1. Tracey Lindberg asks, "What book is on your nightstand right now? How long has it been there?"
Hot, Wet, & Shaking: How I learned to talk about sex by Kaleigh Trace. Love Street by Susan Perly. Lucky Peach magazine's gender issue from the summer of 2013. Jeramy Dodds' translation of The Poetic Edda. The Promise of Canada by Charlotte Gray. These are the most recent atop a towering pile. Mrs. Dalloway never leaves the pile. I think I spy Lincoln in the Bardo by George Saunders flying toward it.
2. Heather O'Neill asks, "What's the strangest thing you've done while researching a book?"
For my new novel Lost in September, I hired a self-proclaimed world-famous handwriting expert, a lovely man named Doris, to give me a psychological and forensic analysis of General James Wolfe's letters.
3. Madeleine Thien asks, "When does talking to oneself become a problem? Or, when does not talking to oneself become a problem?"
I used to worry about it until I saw a writer doing it in a Montreal café and realized it didn't look that bad. It just looks like someone mumbling in an unending but dignified stream.
4. Emma Donoghue asks, "What quality or tic in your writing, or flaw or dearth in your works as a whole, makes you blush?"
I have to check every manuscript for invasions of the words inchoate, subversive and magnolia.
5. Ivan Coyote asks, "If you weren't a writer, what would your dream job be?"
I would make vegetarian street food and cater events in urban parks out of a van.
6. Beth Powning asks, "Describe the journey that you take after you have finished writing a book and are wondering what you are going to write next."
I'm in that place now.

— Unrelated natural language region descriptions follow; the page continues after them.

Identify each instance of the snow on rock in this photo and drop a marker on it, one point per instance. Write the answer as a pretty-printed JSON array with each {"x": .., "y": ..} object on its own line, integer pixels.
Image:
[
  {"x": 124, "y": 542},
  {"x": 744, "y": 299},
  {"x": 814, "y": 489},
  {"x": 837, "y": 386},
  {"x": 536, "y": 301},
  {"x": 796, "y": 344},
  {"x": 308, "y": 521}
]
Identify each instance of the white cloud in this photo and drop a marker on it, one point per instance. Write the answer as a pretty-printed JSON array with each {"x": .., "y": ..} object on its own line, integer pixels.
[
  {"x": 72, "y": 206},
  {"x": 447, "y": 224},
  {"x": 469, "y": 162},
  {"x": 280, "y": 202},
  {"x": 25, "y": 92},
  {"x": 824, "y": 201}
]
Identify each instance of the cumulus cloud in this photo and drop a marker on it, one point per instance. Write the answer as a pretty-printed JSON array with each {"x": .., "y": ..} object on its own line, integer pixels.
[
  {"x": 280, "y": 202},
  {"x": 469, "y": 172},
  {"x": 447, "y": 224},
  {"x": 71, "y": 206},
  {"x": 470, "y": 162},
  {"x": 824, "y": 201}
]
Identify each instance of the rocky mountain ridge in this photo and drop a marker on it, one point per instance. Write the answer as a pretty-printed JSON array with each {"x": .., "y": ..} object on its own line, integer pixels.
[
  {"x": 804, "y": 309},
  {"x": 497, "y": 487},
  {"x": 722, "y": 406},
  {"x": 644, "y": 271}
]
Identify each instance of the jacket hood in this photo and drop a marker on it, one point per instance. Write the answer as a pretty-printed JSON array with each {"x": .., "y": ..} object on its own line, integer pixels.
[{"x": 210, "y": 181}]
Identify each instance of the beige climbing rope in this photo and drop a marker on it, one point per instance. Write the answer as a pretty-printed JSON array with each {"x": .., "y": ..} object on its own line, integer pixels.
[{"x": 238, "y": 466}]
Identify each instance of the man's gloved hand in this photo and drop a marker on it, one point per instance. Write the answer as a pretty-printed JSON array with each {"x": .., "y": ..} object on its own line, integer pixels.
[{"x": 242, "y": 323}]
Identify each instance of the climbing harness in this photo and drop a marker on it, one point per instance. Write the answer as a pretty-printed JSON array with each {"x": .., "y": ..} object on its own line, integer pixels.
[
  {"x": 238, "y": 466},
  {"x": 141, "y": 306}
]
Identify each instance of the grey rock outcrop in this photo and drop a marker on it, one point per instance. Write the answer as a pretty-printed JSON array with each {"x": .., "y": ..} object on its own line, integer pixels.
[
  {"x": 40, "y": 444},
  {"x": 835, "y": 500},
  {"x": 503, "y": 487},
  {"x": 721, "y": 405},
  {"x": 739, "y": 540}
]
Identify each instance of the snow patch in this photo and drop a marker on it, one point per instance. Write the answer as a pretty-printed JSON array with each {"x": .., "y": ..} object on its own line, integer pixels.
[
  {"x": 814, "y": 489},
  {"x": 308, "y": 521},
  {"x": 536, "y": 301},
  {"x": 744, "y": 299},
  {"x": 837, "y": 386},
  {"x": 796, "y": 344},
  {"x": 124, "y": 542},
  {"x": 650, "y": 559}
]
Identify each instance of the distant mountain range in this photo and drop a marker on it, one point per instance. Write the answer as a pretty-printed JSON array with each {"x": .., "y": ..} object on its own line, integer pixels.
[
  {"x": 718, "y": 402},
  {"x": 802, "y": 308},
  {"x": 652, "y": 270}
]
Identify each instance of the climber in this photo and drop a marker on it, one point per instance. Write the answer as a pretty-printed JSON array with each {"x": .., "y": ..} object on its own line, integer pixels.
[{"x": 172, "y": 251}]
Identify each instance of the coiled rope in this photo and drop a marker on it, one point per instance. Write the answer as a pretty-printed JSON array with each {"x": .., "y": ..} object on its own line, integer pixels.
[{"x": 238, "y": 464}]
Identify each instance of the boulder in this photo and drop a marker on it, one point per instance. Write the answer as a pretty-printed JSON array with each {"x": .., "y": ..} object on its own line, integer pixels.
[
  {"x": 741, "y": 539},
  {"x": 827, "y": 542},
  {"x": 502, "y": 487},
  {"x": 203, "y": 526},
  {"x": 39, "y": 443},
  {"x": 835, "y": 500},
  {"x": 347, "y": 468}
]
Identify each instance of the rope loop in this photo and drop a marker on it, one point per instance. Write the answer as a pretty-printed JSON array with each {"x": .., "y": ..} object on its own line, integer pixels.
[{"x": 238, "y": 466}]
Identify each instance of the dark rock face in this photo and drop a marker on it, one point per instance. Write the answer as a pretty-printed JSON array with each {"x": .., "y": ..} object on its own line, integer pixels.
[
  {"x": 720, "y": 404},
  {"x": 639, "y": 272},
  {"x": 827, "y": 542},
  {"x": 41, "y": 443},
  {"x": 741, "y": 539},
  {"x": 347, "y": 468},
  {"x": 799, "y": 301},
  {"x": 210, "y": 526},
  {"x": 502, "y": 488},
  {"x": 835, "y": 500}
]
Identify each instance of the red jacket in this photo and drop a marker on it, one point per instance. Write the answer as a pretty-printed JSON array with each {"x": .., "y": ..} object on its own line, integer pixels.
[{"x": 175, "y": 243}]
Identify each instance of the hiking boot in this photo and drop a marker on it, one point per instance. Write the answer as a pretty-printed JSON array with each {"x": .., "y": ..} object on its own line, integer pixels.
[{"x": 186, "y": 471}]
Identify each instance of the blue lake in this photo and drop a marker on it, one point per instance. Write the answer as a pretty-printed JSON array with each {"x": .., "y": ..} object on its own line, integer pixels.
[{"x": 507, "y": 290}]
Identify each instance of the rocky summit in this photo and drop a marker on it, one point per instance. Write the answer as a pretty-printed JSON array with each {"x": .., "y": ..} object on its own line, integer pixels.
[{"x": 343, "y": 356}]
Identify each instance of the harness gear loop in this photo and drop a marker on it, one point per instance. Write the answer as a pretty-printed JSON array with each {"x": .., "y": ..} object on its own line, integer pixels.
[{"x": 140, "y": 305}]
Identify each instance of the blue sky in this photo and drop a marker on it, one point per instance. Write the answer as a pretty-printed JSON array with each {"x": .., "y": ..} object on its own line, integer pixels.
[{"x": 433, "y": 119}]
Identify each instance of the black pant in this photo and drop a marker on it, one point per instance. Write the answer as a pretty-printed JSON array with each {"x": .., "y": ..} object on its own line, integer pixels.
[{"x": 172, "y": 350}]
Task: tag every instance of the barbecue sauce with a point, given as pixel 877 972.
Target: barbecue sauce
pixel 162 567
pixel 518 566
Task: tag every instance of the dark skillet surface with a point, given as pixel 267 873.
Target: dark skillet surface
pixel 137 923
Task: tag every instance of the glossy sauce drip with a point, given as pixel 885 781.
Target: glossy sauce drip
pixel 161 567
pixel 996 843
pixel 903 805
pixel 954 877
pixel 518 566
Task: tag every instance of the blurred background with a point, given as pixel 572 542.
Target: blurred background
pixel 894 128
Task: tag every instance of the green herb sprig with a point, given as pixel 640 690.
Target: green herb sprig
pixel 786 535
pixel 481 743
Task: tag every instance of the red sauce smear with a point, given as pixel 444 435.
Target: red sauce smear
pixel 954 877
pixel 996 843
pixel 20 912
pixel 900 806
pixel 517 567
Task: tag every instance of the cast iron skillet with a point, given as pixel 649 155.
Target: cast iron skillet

It involves lovingly hanging my handwashed laundry with wooden pegs on the clothesline and trying not to creep out strangers on my people-watching walks.
7. Gary Barwin asks, "How or where does a piece of writing begin for you?"
I hear something or notice something whose story blooms in me like a jellyfish or passionflower or slow-motion fireworks.
8. Durga Chew-Bose asks, "If you could have any view just outside the room where you write, what would it be?"
There is a huge cottonwood tree in our backyard. From its top the crows and squirrels and cardinals have a 360 degree view of the following: downtown Montreal with its spangling lights, the Champlain bridge lacing its way over the Saint Lawrence River, the streets of Verdun (my neighbourhood) and the river's course both to the sea and inland to Ile des Rapides wild bird sanctuary and beyond. I'd love swaying in wind and rain and sun while I could see all those things.